Because while Bukowski’s work was set in 1960s Los Angeles, my experiences of over a decade working for the Royal Mail in the U.K. were strikingly similar.
Lumping hefty bags jam-packed with mail up rows of red brick streets, dogs snapping at the heels, standing under strip lights at 6:00 a.m. throwing mail into a fitting with a plastic cup of coffee from a dispensing machine, putting up door-to-door leaflets, and panicking as the packets piled up on the top of the frame.
It’s all there in Post Office, baby. The same gripes and grumbles, the same workplace banter, similar characters. The impossibility of the schedule. Hank Chinaski would have had a field day writing about the job lapsing, the PDA scanning, and the demands being forced on posties by Royal Mail management today.
But industrial relations at the company have been sour for years now. Many postal workers will remember the Colleague Share scheme. A previous chairman implemented the scheme to incentivize changes. The shares were worth around £1,500 ($1,800 USD)—until it came time to cash them in when they had somehow miraculously dropped to zero.
Workers were similarly duped when the publicly owned service was privatized in 2013 and the shares they were given in the deal had more than halved in value by the time they could cash them in without paying income tax on them.
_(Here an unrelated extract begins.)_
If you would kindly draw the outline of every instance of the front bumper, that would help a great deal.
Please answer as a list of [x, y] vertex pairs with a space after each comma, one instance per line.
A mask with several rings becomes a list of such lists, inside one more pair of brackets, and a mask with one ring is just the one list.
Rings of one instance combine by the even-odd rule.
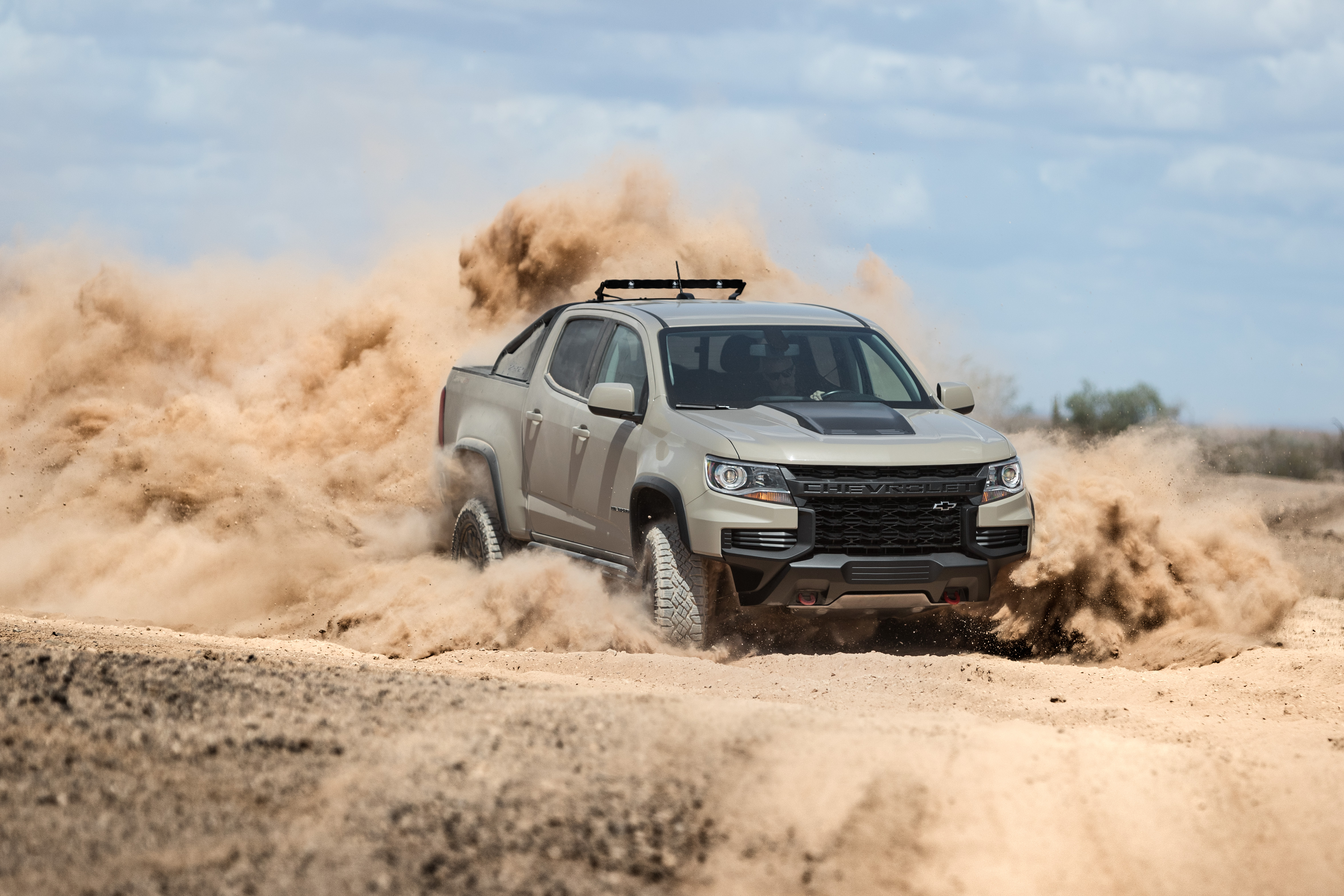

The 115,000 postal workers in the Communication Worker’s Union (CWU) have been embroiled in a national dispute over pay and working conditions with the company since the summer. The union wants a “reasonable and fair” pay raise (inflation is currently at 11.1% in the U.K.), and has objected to around 10,000 compulsory redundancies (layoffs), enforced Sunday working, changes to delivery times, increased automation, stopping the Universal Service Obligation (which requires that letters and parcels should be delivered to each home or business premises, on five days each week), and the ending of allowances, saying that the company was “in a race to the bottom” and wanted to turn the service into “just another parcel courier company.”
A series of one- and two-day strikes have seen pickets on the gates outside Royal Mail delivery offices and they are set to continue into the Christmas period after talks at the arbitration service ACAS broke down. Royal Mail CEO Simon Thompson has taken a hard line and seemingly refuses to back down.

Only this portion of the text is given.